The comedy writer-director behind Forgetting Sarah Marshall and Get Him to The Greek surprised us with 2014’s Neighbors, which found Seth Rogen and Rose Byrne’s new parents squaring off with Zac Efron’s frat president. In Neighbors 2: Sorority Rising, Stoller, who’s directing and co-writing this time, has found a delightful mixture of raunchy humor and progressive storytelling. The sequel finds a group of college girls starting their own sorority in protest of a rule that prohibits sorority sisters from throwing parties (which is a real thing, by the way). Chloe Grace Moretz’ Shelby and her friends move into the former Delta Phi house, inciting renewed neighborhood warfare with Rogen’s Mac and Byrne’s Kelly.

I talked to Stoller over the phone about the sequel and its feminist message, something you wouldn’t expect from a movie with five men credited on the screenplay. Stoller told me he consulted with Lena Dunham and two additional female writers (credited as associate producers) for the script, explained why he made a returning character gay, and provided a few details about his upcoming Netflix series. (Minor spoilers follow.)

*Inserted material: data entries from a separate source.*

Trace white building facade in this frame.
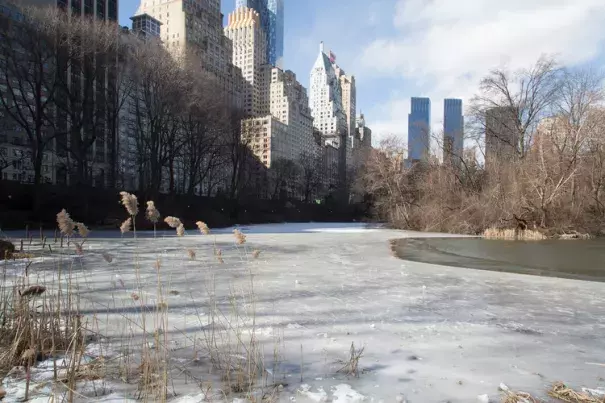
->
[309,42,349,192]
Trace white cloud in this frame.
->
[359,0,605,147]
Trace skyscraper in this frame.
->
[225,7,267,116]
[443,99,464,162]
[309,42,348,192]
[235,0,284,68]
[136,0,244,109]
[408,97,431,162]
[17,0,118,22]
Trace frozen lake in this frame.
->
[1,224,605,403]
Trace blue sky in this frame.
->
[120,0,605,145]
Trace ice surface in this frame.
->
[1,224,605,403]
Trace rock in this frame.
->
[0,239,15,260]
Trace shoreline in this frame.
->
[389,236,605,282]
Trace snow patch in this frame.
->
[332,383,366,403]
[298,383,328,403]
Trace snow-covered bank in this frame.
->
[2,224,605,403]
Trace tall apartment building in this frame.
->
[485,107,519,165]
[116,14,166,191]
[242,67,315,168]
[443,99,464,164]
[352,113,372,169]
[408,97,431,162]
[235,0,284,69]
[136,0,244,109]
[225,7,267,116]
[332,66,358,169]
[309,42,348,188]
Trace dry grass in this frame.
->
[483,228,546,241]
[338,343,365,377]
[501,390,542,403]
[0,210,90,401]
[548,382,605,403]
[0,192,330,402]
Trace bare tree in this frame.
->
[180,74,222,195]
[467,56,561,158]
[269,158,299,199]
[222,109,251,200]
[131,42,187,194]
[0,9,60,189]
[298,152,324,203]
[54,14,120,185]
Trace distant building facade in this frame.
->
[485,107,519,166]
[225,7,267,116]
[309,42,349,192]
[136,0,244,109]
[443,99,464,165]
[408,97,431,162]
[235,0,284,69]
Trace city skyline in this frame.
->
[119,0,605,145]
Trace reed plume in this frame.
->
[120,217,132,234]
[57,209,75,236]
[120,191,139,216]
[214,249,225,264]
[233,229,246,245]
[145,201,160,225]
[164,216,182,228]
[75,222,90,238]
[195,221,210,235]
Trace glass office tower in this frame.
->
[235,0,284,68]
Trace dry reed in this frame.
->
[120,191,139,216]
[548,382,605,403]
[233,228,246,245]
[145,201,160,225]
[195,221,210,235]
[120,217,132,234]
[483,228,546,241]
[164,216,182,228]
[57,209,76,236]
[75,222,90,238]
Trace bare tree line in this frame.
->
[0,8,330,202]
[357,57,605,235]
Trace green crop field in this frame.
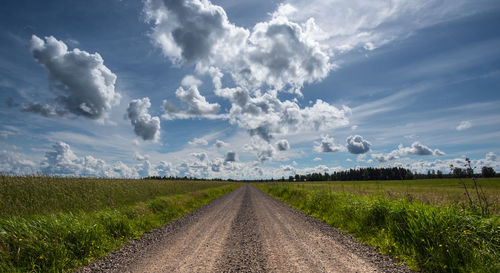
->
[282,178,500,214]
[0,176,239,272]
[256,178,500,273]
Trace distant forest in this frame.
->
[145,167,498,182]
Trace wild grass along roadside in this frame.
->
[256,183,500,273]
[0,176,239,272]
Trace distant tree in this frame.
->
[453,167,467,178]
[481,166,496,177]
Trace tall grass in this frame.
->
[0,175,228,218]
[257,184,500,272]
[293,178,500,214]
[0,175,238,272]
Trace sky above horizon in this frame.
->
[0,0,500,179]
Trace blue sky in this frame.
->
[0,0,500,178]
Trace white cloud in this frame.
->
[486,152,497,161]
[188,137,208,146]
[346,135,372,154]
[216,88,351,142]
[372,141,445,162]
[276,139,290,151]
[224,152,237,162]
[282,0,488,54]
[127,97,160,142]
[144,0,332,93]
[134,152,149,161]
[162,75,220,120]
[214,139,229,148]
[457,120,472,131]
[314,135,345,153]
[0,150,39,175]
[144,0,351,142]
[21,102,67,118]
[191,153,208,161]
[280,165,295,174]
[41,142,138,177]
[28,35,121,119]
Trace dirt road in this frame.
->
[80,185,410,272]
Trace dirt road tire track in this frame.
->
[79,185,411,273]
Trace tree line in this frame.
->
[144,166,498,182]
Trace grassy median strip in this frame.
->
[256,183,500,272]
[0,178,239,272]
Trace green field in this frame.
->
[255,179,500,273]
[292,178,500,214]
[0,176,239,272]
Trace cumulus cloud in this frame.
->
[214,139,229,148]
[191,153,208,161]
[216,88,351,142]
[188,137,208,146]
[0,150,38,175]
[163,75,220,120]
[41,142,138,177]
[224,152,236,162]
[134,152,149,161]
[144,0,332,93]
[144,0,351,142]
[486,152,497,161]
[276,139,290,151]
[346,135,372,154]
[28,35,120,119]
[372,141,445,162]
[456,120,472,131]
[314,135,345,153]
[127,97,160,141]
[21,102,67,118]
[257,144,276,162]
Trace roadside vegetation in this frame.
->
[0,176,239,272]
[256,178,500,272]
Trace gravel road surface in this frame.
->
[78,185,412,273]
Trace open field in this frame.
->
[0,176,239,272]
[81,184,411,273]
[256,179,500,272]
[282,178,500,214]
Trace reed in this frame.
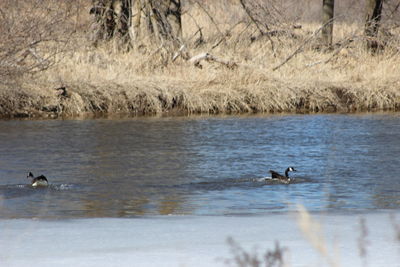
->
[0,0,400,117]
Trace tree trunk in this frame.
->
[365,0,383,52]
[90,0,182,50]
[322,0,335,46]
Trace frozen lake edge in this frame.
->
[0,211,400,266]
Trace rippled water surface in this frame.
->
[0,113,400,218]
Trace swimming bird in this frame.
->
[269,167,297,184]
[26,172,49,187]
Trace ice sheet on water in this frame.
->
[0,213,400,267]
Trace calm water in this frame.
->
[0,113,400,218]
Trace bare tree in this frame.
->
[322,0,335,46]
[0,0,78,84]
[90,0,182,50]
[365,0,383,53]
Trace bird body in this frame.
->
[269,167,296,184]
[26,172,49,187]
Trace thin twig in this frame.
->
[272,17,338,71]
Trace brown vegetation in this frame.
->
[0,0,400,117]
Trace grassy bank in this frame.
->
[0,0,400,117]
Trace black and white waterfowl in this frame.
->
[26,172,49,187]
[269,167,296,184]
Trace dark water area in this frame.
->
[0,113,400,218]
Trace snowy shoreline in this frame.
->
[0,212,400,266]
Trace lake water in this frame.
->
[0,113,400,219]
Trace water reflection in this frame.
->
[0,114,400,218]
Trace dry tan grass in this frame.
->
[0,0,400,116]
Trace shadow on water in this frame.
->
[179,177,317,191]
[0,184,78,199]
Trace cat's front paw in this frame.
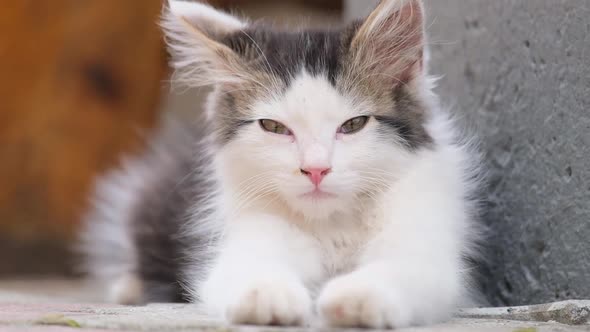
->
[226,281,311,326]
[317,276,407,329]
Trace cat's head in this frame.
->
[163,0,432,218]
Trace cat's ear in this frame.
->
[350,0,424,84]
[161,0,248,86]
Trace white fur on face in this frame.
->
[216,71,407,219]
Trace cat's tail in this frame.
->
[78,116,202,304]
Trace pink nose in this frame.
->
[300,168,332,187]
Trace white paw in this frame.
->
[317,276,407,329]
[226,281,311,326]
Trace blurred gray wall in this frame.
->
[348,0,590,305]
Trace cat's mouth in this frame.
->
[300,188,337,200]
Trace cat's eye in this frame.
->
[258,119,293,135]
[338,116,369,134]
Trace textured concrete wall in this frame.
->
[427,0,590,305]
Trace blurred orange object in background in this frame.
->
[0,0,166,274]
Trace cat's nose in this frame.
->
[300,168,332,187]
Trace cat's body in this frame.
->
[85,0,478,327]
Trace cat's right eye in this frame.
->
[258,119,293,135]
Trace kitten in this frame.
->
[84,0,486,328]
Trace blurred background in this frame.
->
[0,0,590,305]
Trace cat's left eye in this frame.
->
[338,116,369,134]
[258,119,293,135]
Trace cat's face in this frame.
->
[164,1,431,218]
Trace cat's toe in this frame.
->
[318,277,405,329]
[226,282,311,326]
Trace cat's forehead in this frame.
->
[222,25,352,84]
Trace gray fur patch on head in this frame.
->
[214,22,432,150]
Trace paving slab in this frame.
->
[0,291,590,332]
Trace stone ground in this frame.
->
[0,281,590,332]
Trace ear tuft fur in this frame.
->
[351,0,424,84]
[161,0,252,86]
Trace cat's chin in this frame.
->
[299,188,338,201]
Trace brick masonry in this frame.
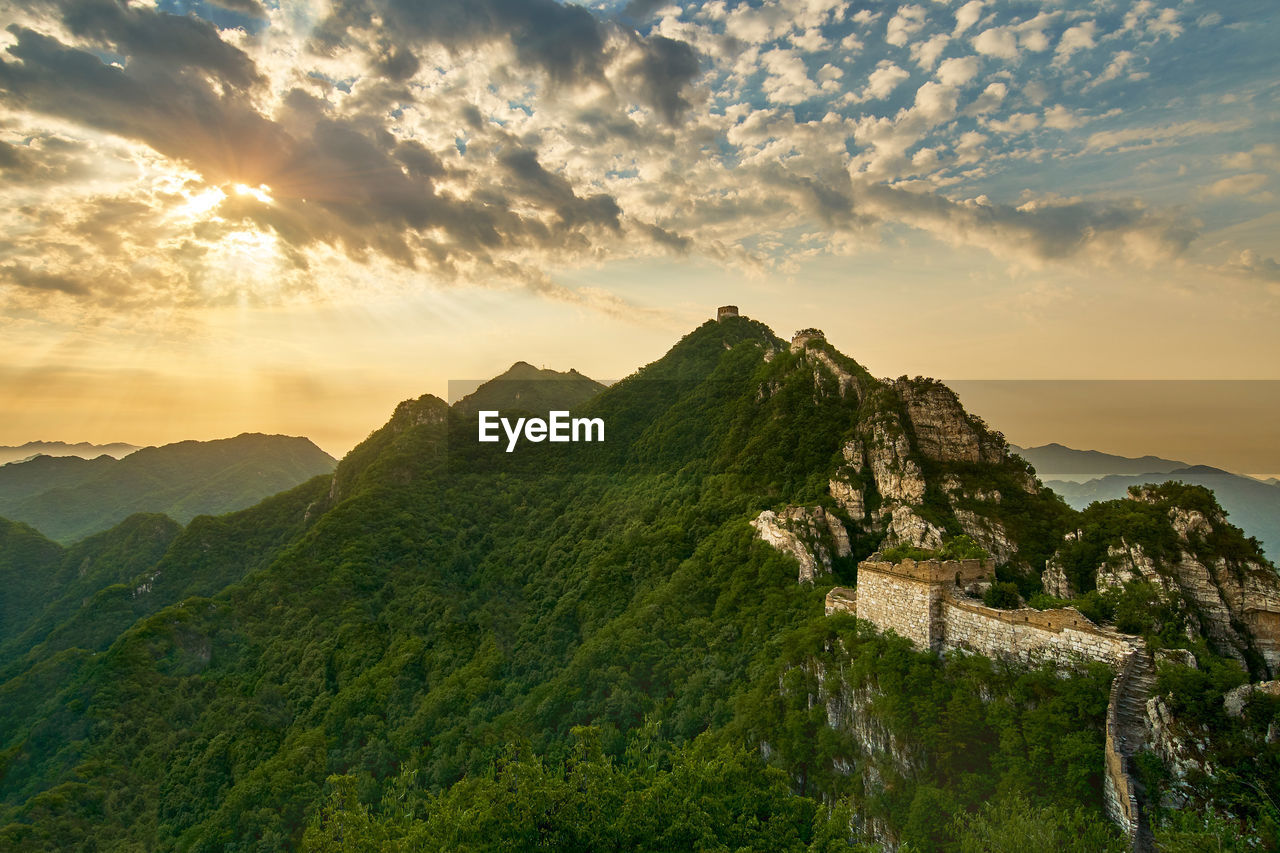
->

You don’t often see college comedies with positive messages about young women. Was including that in this sequel something you wanted to tackle from the start?

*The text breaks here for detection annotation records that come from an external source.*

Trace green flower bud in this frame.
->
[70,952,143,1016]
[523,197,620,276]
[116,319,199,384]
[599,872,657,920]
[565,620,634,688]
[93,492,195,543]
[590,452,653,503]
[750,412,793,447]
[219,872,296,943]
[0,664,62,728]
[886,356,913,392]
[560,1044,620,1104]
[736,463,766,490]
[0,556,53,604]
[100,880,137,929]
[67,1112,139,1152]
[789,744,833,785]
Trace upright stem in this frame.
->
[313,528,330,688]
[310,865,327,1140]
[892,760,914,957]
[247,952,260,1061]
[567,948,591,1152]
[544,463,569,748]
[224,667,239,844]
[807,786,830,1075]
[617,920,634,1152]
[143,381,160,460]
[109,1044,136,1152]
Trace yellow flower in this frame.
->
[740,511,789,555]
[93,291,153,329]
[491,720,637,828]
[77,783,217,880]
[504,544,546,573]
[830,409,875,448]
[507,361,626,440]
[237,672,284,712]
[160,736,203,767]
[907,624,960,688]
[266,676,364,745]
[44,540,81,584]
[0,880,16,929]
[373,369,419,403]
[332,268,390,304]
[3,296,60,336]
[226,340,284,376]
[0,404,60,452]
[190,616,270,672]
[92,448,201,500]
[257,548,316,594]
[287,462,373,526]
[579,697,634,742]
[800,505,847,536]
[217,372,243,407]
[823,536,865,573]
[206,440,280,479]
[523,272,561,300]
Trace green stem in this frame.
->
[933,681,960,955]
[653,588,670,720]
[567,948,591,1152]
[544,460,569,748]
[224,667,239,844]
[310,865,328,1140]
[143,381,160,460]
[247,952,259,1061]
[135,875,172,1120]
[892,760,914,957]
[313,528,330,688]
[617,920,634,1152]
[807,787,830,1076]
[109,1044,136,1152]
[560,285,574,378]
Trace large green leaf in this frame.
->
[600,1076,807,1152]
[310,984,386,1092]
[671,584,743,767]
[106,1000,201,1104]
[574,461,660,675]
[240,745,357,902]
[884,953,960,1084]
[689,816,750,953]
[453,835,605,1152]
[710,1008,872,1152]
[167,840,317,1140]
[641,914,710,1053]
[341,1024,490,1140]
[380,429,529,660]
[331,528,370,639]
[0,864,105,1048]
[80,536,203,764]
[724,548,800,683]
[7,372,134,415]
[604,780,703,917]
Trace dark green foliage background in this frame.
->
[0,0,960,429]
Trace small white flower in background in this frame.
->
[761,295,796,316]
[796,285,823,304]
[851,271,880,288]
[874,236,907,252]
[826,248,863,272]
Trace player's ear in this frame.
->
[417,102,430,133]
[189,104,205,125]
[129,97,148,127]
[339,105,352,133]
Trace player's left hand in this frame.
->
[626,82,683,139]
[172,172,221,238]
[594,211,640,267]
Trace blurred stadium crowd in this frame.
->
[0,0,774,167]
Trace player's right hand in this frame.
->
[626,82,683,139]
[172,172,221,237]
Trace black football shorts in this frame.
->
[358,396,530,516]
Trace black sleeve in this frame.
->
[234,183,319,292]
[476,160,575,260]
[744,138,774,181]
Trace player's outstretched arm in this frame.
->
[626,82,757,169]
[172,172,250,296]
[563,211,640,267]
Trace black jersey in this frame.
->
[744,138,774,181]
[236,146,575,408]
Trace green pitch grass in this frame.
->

Yeah, it very quickly kind of organically grew from the sorority plot. We wanted it to be about a sorority; it just made sense for the sequel. And I don’t like to make – none of my movies have villains in them. I don’t think villains are interesting in comedies, so it made sense that it wold be about a group of women trying to figure out how to make a sorority. And then we learned about the rule, that sororities aren’t allowed to throw parties, which seemed completely insane to us. It kinda of naturally led us towards this kind of feminist plot.

It is surprising to see this feminist commentary come from only male writers. Did you consult with any female writers on the script?

Yeah, we had two writers on set who were both women comedy writers, Amanda Lund and Maria Blasucci, just to make sure we weren’t accidentally writing guy dialogue for women. I spent a lot of time working with Chloe, Keirsey Clemons, and Beanie Feldstein to make sure – like I always interview everyone [in] kind of a long interview process before we start shooting just to make sure everything’s in the characters’ voices. And we sent it to some writers who are women that we really respect. I sent it to Lena Dunham because she knows more about feminism than maybe anyone on the planet, just to make sure we weren’t accidentally doing anything that was offensive. And she also sent us jokes and stuff, so that was really cool of her. And I know Seth and Evan [Goldberg] sent it to some women directors. So we were very careful to make sure we weren’t accidentally doing anything wrong. But then honestly it ends up being, I think like the first movie, like Zac’s story, ultimately emotionally pretty gender-neutral. It’s just about a person who’s scared to graduate from college, and that could relate to women or men. And in the sequel it’s that 18-year-old entering college and they’re scared. And that’s true, again, for women or men. So I think emotionally the story was relatable for anyone.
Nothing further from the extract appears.